If I have something to say in regards to be treated in a less than rerspectful or civilized way, I’ll post about it here. I think those who start threads about things they are interested in should be allowed to have them stay on track (my apologies for my having engaged in the interruptions). I invite you to do the same.
I know I have invited you privately in PM to make peace (kudos to Lindy for having accepted and in working on that mutual understanding and peace treaty between us), even if its just a mutual agreement to cease and desist – but youve rejected those, so maybe this is a more palatable alternative for you.
Lets hope so anyway.
and ps.

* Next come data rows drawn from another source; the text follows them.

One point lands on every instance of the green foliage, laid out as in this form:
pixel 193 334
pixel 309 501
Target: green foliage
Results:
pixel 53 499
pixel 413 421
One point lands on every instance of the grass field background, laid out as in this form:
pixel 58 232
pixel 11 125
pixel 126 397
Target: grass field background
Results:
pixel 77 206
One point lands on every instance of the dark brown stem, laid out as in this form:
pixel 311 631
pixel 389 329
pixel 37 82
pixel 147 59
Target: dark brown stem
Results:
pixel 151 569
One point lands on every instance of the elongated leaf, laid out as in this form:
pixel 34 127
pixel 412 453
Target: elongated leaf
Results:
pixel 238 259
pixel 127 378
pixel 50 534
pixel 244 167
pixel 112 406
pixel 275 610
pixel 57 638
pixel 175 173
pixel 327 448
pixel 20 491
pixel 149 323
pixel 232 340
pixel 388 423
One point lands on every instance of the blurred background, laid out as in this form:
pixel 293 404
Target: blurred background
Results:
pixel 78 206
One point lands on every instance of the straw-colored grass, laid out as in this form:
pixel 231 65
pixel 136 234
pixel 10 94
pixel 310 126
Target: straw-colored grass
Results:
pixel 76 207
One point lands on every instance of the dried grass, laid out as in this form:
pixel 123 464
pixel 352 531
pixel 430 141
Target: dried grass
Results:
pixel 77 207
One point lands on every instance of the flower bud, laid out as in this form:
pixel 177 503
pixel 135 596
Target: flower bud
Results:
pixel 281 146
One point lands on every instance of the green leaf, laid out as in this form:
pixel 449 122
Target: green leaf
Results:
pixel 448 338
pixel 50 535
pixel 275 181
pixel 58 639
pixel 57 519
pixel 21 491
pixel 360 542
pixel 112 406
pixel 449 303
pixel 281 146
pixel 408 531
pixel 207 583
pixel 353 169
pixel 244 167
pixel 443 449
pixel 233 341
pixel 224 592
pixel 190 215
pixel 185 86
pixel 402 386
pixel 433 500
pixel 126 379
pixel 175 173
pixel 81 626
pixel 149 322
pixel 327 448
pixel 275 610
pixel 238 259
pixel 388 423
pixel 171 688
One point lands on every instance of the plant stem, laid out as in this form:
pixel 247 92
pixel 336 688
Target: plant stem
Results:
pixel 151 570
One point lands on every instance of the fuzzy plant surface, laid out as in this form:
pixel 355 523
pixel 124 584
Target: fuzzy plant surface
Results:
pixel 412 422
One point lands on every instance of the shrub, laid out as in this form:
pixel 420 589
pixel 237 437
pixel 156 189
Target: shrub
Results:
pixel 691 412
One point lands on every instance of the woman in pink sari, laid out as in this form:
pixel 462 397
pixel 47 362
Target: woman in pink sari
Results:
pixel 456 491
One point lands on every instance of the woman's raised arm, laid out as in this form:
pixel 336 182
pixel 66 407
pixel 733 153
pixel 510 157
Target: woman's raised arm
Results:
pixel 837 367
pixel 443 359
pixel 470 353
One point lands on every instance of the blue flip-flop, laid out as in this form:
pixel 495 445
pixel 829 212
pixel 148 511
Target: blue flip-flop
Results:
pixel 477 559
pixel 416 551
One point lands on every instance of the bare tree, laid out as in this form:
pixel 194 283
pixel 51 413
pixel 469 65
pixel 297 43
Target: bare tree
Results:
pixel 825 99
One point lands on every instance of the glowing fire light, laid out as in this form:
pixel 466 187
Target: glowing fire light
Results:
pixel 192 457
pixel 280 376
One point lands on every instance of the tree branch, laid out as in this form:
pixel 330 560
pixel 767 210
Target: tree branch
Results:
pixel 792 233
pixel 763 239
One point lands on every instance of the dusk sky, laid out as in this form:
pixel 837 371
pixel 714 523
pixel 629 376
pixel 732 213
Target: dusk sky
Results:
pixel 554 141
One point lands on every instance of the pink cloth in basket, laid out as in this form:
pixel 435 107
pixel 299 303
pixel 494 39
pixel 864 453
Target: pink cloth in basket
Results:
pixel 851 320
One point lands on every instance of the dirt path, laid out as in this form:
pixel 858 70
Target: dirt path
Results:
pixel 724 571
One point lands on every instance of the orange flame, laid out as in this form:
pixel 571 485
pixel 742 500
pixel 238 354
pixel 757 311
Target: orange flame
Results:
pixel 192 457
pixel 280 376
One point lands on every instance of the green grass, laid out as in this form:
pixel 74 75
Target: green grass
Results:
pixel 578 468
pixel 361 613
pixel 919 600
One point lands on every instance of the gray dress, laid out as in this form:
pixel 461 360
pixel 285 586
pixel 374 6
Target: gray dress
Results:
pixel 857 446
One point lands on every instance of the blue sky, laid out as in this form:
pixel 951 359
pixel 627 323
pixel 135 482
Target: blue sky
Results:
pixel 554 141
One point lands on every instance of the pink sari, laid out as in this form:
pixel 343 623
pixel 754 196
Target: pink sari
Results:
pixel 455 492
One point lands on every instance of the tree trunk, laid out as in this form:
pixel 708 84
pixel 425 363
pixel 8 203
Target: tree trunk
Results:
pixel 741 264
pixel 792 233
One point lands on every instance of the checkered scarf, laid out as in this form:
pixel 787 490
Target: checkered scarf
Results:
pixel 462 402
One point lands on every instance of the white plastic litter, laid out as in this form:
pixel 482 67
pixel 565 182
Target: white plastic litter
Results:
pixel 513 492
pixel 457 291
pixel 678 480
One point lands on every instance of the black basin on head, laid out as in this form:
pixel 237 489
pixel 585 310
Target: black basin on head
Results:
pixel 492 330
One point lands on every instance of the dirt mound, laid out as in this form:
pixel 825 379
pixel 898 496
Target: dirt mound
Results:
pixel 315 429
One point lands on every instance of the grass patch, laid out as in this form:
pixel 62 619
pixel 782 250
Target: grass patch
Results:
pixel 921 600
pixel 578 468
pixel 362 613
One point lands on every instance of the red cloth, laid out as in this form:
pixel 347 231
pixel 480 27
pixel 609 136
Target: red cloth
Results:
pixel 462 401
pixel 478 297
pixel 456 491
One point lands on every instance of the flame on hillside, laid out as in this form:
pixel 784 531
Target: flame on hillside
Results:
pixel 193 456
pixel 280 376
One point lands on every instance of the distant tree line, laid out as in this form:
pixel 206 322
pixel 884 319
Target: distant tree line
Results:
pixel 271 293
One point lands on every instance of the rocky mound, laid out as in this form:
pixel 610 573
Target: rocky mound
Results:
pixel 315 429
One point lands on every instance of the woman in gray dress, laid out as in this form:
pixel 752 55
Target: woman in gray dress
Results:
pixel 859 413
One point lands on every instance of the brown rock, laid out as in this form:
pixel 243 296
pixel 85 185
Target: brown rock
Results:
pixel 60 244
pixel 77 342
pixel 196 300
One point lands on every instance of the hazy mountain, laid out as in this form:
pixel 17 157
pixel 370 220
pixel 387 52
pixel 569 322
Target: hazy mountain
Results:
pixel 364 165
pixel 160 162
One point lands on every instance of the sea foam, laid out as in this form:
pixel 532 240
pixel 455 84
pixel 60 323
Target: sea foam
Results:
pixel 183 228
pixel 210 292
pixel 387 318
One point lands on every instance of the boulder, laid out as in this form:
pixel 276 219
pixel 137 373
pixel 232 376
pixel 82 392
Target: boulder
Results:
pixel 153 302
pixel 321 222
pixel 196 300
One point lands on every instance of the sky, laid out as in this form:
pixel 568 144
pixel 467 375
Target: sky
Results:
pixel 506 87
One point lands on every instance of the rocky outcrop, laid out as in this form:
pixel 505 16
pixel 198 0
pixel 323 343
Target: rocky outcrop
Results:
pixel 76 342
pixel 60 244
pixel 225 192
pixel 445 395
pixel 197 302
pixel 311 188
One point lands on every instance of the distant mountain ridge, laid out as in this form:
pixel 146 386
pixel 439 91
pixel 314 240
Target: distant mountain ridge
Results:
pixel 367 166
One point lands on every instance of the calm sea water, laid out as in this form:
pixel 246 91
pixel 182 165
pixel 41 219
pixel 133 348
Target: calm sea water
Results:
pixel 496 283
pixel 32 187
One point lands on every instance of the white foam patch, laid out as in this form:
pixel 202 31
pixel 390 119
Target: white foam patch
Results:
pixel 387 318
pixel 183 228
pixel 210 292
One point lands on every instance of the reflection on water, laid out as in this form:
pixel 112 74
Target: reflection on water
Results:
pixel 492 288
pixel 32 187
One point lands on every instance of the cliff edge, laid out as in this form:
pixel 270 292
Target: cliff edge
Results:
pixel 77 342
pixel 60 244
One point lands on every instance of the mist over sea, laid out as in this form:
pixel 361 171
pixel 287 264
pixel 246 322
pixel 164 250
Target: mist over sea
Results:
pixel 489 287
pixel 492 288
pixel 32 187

I was NEVER asked or even hinted at to drive anyone away. Those people here who have made friends with me carry themselves with dignity, maturity and class, and I admire them for that. I’ve been asked to come back because they thought I had something of value to contribute. Nothing more, nothing less. I understand theres some paranoia, but I have put effort into not becoming part of that. I am me, one woman, who seems to have a lot to say (ha!!). I have my own concerns, my own issues, my own recovery path I’m slogging away on, and I post about on my home forums because it seems better suited there, among people who share similar experiences, than here. Are you putting effort into driving me away??? cuz until you mentioned it, I didnt believe you were.
Theres room for everyone here, there has to be, theres no moderator on duty to remove trolls or bullies. So the next best thing is learning to get along…even with people one doesnt particularly like.
I’m rising to the challenge…how about you?